女性で世界初のエベレスト登頂、世界七大陸最高峰制覇など輝かしい山歴を持ち、チャーミングな人柄で人々に愛された登山家の田部井淳子さん。2012年に刊行され5刷を重ねた著書『田部井淳子 山の単語帳』が、このたび文庫サイズの「モン・ブックス Mont Books」シリーズ第一弾として再編集の上、2021年8月に発刊されました。

この記事では本書の一部を抜粋して山の用語をいくつかご紹介。田部井さんのわかりやすい解説と、栗田貞多男さんの美しい山岳写真とともにお楽しみください。最後には本書のプレゼント企画もございます。
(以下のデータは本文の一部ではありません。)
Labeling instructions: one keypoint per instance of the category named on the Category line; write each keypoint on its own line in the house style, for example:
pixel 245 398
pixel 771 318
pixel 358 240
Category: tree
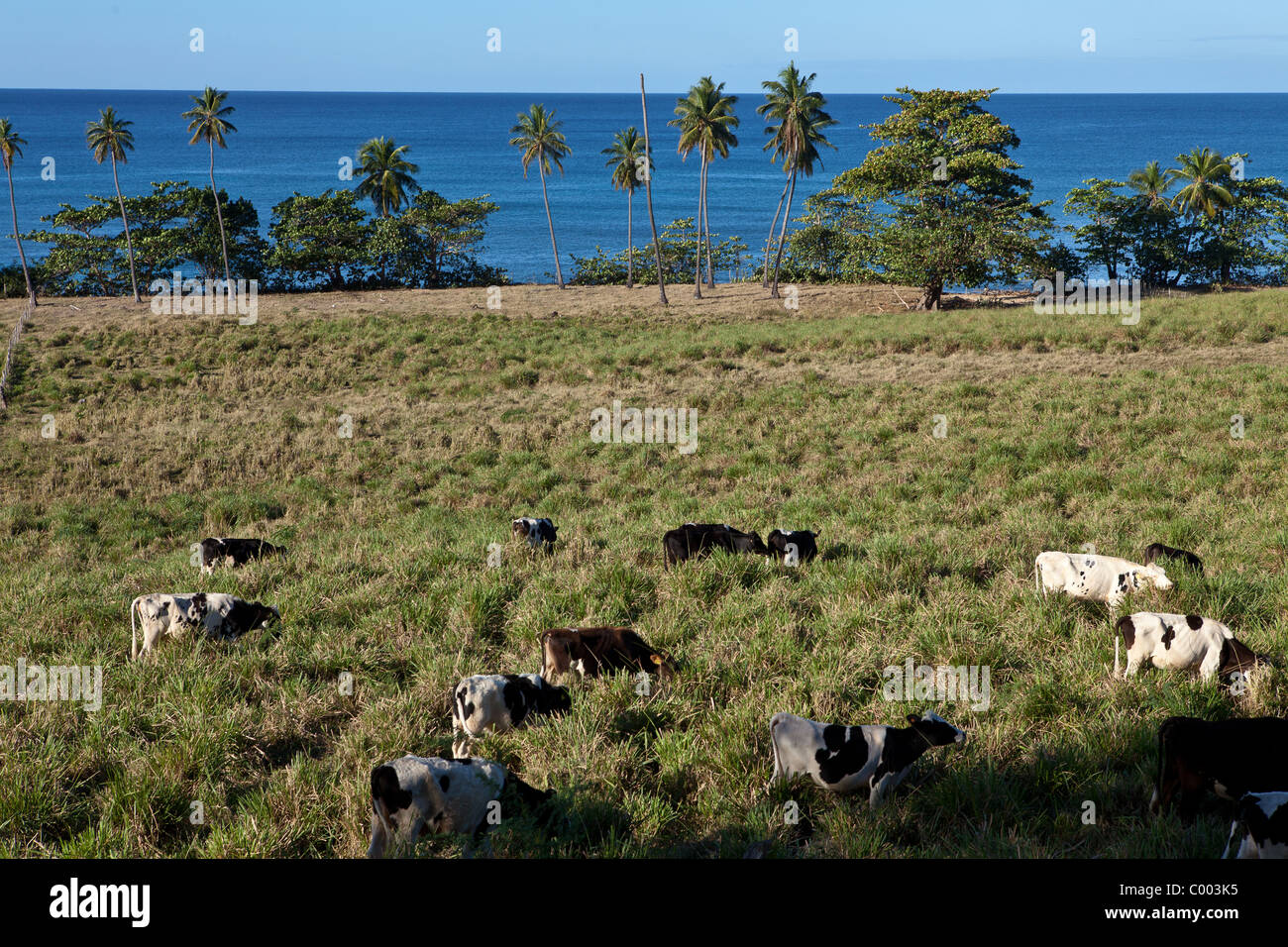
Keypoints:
pixel 537 137
pixel 387 175
pixel 207 123
pixel 706 123
pixel 625 157
pixel 9 150
pixel 951 208
pixel 111 137
pixel 795 138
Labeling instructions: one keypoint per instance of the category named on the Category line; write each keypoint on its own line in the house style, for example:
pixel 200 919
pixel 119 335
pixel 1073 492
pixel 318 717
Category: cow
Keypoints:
pixel 501 701
pixel 804 540
pixel 844 759
pixel 539 534
pixel 429 795
pixel 1183 642
pixel 1265 817
pixel 592 650
pixel 217 613
pixel 1157 549
pixel 1096 578
pixel 1228 757
pixel 233 552
pixel 697 540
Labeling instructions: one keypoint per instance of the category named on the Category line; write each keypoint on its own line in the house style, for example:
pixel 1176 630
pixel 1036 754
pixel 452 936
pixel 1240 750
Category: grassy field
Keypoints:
pixel 1059 431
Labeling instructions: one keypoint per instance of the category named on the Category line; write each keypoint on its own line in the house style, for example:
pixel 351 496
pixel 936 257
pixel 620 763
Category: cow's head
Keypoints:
pixel 935 729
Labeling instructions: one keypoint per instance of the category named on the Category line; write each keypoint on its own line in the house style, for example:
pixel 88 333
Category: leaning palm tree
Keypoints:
pixel 706 123
pixel 537 137
pixel 9 150
pixel 795 138
pixel 111 137
pixel 625 157
pixel 207 124
pixel 387 175
pixel 1203 170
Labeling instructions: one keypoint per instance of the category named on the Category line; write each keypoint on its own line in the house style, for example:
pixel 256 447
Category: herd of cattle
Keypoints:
pixel 1243 761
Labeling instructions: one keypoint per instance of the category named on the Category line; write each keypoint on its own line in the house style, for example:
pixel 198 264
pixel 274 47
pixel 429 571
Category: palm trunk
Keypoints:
pixel 782 234
pixel 129 244
pixel 648 193
pixel 219 214
pixel 549 219
pixel 769 240
pixel 26 275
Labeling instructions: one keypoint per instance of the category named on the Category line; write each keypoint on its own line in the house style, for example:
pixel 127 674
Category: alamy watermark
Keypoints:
pixel 651 425
pixel 941 684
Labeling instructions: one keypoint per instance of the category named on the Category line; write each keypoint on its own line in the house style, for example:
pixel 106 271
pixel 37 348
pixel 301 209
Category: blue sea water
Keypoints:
pixel 288 142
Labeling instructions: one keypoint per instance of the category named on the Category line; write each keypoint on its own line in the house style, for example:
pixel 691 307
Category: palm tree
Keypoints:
pixel 623 158
pixel 9 150
pixel 795 138
pixel 207 124
pixel 111 137
pixel 537 137
pixel 706 123
pixel 387 174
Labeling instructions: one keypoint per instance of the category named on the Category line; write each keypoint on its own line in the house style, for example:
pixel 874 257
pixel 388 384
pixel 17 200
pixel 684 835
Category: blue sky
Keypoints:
pixel 601 46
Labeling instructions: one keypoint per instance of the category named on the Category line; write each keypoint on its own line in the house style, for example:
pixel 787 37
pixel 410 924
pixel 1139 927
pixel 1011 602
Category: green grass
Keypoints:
pixel 1061 431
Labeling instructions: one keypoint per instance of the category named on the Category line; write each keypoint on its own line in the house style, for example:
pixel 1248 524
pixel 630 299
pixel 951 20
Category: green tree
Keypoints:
pixel 537 137
pixel 9 150
pixel 111 137
pixel 944 189
pixel 795 140
pixel 207 123
pixel 625 158
pixel 386 174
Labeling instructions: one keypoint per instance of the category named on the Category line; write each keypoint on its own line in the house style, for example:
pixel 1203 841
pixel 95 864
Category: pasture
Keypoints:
pixel 1057 431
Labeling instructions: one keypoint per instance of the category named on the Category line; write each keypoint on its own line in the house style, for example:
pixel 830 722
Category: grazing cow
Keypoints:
pixel 1180 642
pixel 501 701
pixel 1265 817
pixel 1155 549
pixel 592 650
pixel 1096 578
pixel 1228 757
pixel 539 534
pixel 697 540
pixel 844 759
pixel 804 540
pixel 218 613
pixel 231 552
pixel 419 795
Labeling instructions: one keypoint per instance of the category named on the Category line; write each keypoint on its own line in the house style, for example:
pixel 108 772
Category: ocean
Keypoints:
pixel 294 142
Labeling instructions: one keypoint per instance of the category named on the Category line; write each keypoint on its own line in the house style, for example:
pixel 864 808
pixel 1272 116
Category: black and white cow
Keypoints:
pixel 429 795
pixel 1183 642
pixel 698 540
pixel 780 543
pixel 501 701
pixel 845 759
pixel 1228 757
pixel 1098 578
pixel 233 552
pixel 539 534
pixel 1155 551
pixel 217 613
pixel 1265 818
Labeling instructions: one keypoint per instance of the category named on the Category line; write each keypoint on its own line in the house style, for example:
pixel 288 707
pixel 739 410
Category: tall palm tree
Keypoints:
pixel 207 123
pixel 706 123
pixel 111 137
pixel 387 174
pixel 795 140
pixel 537 137
pixel 9 150
pixel 623 158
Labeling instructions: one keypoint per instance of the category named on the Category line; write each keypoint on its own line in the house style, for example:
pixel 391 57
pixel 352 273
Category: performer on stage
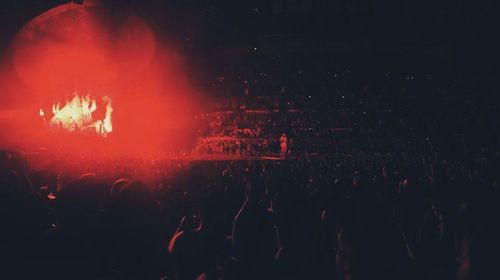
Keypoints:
pixel 283 145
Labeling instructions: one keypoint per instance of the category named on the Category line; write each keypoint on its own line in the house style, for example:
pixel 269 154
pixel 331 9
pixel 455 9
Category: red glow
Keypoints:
pixel 87 49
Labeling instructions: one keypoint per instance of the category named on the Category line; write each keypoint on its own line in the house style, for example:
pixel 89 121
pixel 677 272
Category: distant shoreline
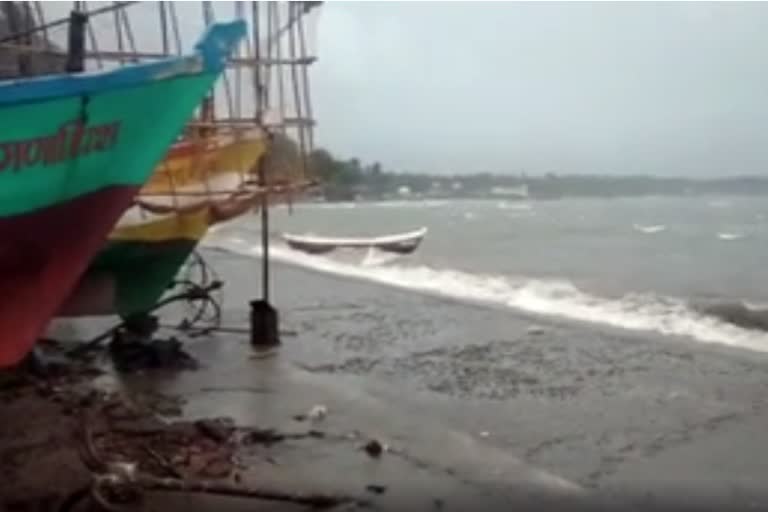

北アルプス・常念岳より、槍ヶ岳から穂高連峰までの大パノラマを望む。

「ここから先、ガレ場になるので気をつけて」。

「稜線に出ると気持ちいいですよ。もうすぐだからがんばって」。

などと健康山歩き講座の実践のとき、私は何気なく言ってしまうことがよくあります。そんなとき、受講生の方から、「ガレ場って何ですか?」とか「行動食って何のこと?」ときかれハッとしました。

自分では長い間当たり前に使っていた山の用語がはじめての方にとっては耳慣れない言葉であることに気づかされたのです。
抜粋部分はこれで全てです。